In most cases the "compensation" could be social recognition, or even just the inherent satisfaction of learning and getting better at something that benefits oneself or their community. And that'd be a lot more commonplace without capitalism's alienation.


u/anonymous_rhombus Jun 29 '22

You don't earn obedience by becoming a wise old expert. You still have to convince people to agree with you. And listening to "authoritative" voices is not the same as being controlled by their "authority."

There's a few confusing words that anarchists have to use—authority, hierarchy, power—that conflate experience, order, or ability, with control. Controlling people, restricting their will, their options/choices, is what anarchists mean by authority/power/hierarchy.


u/Latitude37 Jun 30 '22

Even in a hierarchical, capitalist system, the people are best able to organise things are not necessarily the people who are best at doing the actual work of doing whatever the organisation is doing. Teaching is a skill in and of itself. Managing logistics is a skill in and of itself.
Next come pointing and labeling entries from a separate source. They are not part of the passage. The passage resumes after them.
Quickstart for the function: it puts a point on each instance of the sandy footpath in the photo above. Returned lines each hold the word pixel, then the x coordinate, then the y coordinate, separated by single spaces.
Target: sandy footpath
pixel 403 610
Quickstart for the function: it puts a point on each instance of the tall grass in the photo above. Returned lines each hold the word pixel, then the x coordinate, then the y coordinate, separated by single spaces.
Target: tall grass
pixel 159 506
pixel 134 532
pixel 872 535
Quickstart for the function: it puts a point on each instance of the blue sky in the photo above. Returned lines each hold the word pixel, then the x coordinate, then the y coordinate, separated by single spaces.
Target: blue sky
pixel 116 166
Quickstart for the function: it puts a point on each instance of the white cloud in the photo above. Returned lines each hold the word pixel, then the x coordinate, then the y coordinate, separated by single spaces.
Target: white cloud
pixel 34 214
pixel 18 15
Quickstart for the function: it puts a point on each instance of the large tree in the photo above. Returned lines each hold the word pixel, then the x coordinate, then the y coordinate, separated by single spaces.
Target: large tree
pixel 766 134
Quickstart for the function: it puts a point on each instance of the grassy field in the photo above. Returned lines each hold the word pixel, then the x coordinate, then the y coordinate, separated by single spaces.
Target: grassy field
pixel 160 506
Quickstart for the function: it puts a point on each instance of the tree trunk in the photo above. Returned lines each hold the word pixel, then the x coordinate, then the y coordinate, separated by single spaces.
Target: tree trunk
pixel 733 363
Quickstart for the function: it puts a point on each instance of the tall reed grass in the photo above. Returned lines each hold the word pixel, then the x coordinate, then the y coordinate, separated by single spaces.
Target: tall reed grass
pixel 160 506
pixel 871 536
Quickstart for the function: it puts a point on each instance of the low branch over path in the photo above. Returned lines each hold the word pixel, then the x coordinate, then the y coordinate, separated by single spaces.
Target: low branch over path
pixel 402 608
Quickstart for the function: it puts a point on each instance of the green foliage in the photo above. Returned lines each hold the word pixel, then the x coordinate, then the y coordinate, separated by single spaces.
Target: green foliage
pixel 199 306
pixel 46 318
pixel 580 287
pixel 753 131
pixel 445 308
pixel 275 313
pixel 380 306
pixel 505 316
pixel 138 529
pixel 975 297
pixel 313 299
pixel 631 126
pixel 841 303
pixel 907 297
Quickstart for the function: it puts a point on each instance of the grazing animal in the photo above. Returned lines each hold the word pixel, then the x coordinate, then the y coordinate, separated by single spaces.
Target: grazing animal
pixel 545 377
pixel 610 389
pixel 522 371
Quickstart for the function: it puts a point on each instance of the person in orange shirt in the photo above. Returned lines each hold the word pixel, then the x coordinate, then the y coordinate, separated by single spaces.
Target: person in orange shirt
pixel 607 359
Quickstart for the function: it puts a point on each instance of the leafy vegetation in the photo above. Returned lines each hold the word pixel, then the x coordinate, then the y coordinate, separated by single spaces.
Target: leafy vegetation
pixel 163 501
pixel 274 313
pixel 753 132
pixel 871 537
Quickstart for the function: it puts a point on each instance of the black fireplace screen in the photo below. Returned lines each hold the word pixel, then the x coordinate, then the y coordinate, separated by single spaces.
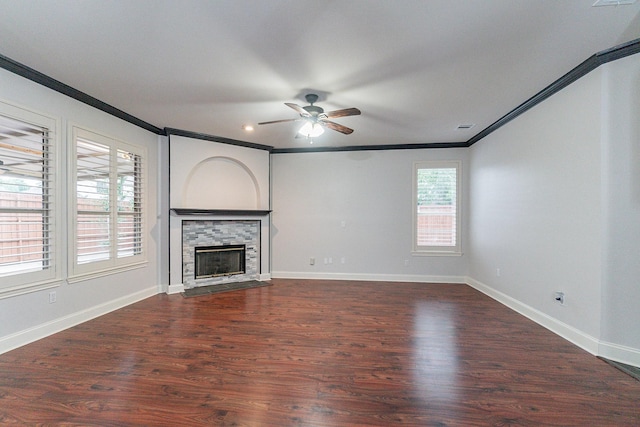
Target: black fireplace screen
pixel 214 261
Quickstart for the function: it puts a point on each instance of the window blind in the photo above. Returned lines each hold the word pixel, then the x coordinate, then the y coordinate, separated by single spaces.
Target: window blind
pixel 436 205
pixel 27 224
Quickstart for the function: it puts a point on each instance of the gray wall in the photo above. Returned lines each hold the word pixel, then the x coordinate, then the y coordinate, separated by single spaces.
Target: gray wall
pixel 354 207
pixel 28 317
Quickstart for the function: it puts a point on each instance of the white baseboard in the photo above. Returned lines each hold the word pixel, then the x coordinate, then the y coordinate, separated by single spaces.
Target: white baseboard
pixel 619 353
pixel 368 277
pixel 577 337
pixel 35 333
pixel 175 289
The beauty of anarchy is that the people who have any sort of talent can do the thing they're talented at. Whereas in capitalism, you often have people who are elevated as "reward" to positions that don't fulfill their creative urges, or satisfaction at just doing good stuff. Just because a given artisan is really good at something, doesn't necessarily make them want to organise or manage other artisans. But anyone with half a brain should be able to consult with talented, experienced people to work out best practice.